A beautiful speech contest
By Casey Lartigue, Jr.
Tell your stories. That was the advice I gave in 2003 when I was in the midst of an intense campaign to create a school voucher program for low-income children in Washington, D.C.
I had been influenced from a young age by abolitionist Wendell Phillips recounting the Aesop fable “The Man and the Lion” (in a letter in the 1845 book by fugitive American slave Frederick Douglass.) In the fable, the lion complained that lions would be accurately represented “when the lions write history.” The lion says that instead of the statue of Hercules tearing apart a lion, “If a lion had made it, the man would be under a lion’s paw.”
As I spoke to D.C. Parents for School Choice on September 19, 2003 (I was the replacement speaker for Democratic D.C. Mayor Anthony Williams) and the following day gave the keynote address to the annual public meeting of the Frederick Douglass Memorial and Historical Association, I made the point: “Tell your story.” As I said then: “Just think about the questions that people ask: ‘Will the school system lose money?’ ‘Will the schools be drained?’ ‘Are we giving up on public education?'” The focus too often is on the system, the teachers’ union, the staff, not the children.
My focus is now on North Korean human rights, but the point remains the same. Those seeking change need to tell their stories. The North Korean regime has its books, music, poetry, propaganda, and brainwashing enforced by prison camps and shoot-to-kill border guards.

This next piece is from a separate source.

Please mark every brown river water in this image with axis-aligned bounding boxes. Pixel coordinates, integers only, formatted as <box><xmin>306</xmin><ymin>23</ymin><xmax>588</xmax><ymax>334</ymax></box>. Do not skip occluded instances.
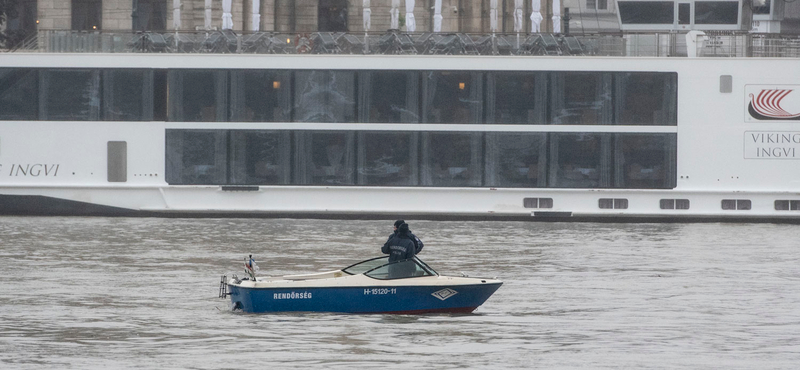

Up to the late 1990s, the testimonies of North Korean refugees were dismissed as being told by the “selfish” elite that had left families behind. Hwang Jang-yop the architect of Juche who escaped from North Korea in 1997 shortly before his 74th birthday was accused of seeking publicity for himself and had his motives questioned. As more North Koreans began to flee after the 1990s famines, it was more difficult to dismiss the number of similar narratives being told by non-celebrity refugees.
These stories need to be told. On Feb, 28, I was the host of an English speech contest featuring seven North Korean refugees participating in the Teach North Korean Refugees (TNKR) project that I co-founded two years ago with South Korean researcher Lee Eun-koo. The contestants prepared with native and fluent English speakers they met through TNKR, answering the question: “How can you help North Koreans?”
There were three striking things about their inspiring speeches. One, the refugees did not propose the kind of large-scale “save the world” proposals that fascinate experts and reporters. They highlighted practical things that can be done ― and expressed deep appreciation for our project allowing them to improve their English and to speak out.Andrew Lee, the winner of the contest, mentioned that people can help simply by being friends with refugees, that “understanding hearts are what we need.” That, he said, can be “taking the first step toward unification here in South Korea.”
Two, there were not any overly dramatic stories. Some were speaking publicly for the first time, so inexperience, the time limit (10 minutes each), speaking before an audience of strangers and fellow refugees ― in their second or third languages ― may be reasons. I hope they will not be pushed to exaggerate their stories or to reveal too much about themselves because of reporters seeking “man bites dog” headlines. To the typical reporter, there is no such thing as a bad question ― the burden is on the interviewee to give clear answers and draw boundaries on questions that violate their privacy or family security.
In contrast to reporters and experts who dismiss refugee stories as “nothing new,” the audience at our speech contest seemed to appreciate the refugees for what they are: real-life examples of brave people who successfully escaped from totalitarianism to freedom.
Three, we had the usual absence of North Korean males. Almost 80 percent of refugees arriving in South Korea are females, and our project reflects that. Two of the 10 refugees who applied for the contest are male, including the winner.
As I listened to the speeches, I thought back to Wendell Phillips, the abolitionist, writing that he was “glad the time has come when the lions write history.” This year, at least five North Korean refugees will publish books in English (including two former participants in TNKR and another who helped inspire the project).
In her speech, third-place finisher Cherie Yang, a newcomer to TNKR, mentioned that she was delighted to be speaking along with other refugees. Instead of viewing each other with suspicion as they would have in speaking publicly in North Korea, freedom allowed them to speak their minds and learn from each other. The lions are writing history, telling their stories, listening to, and learning from each other.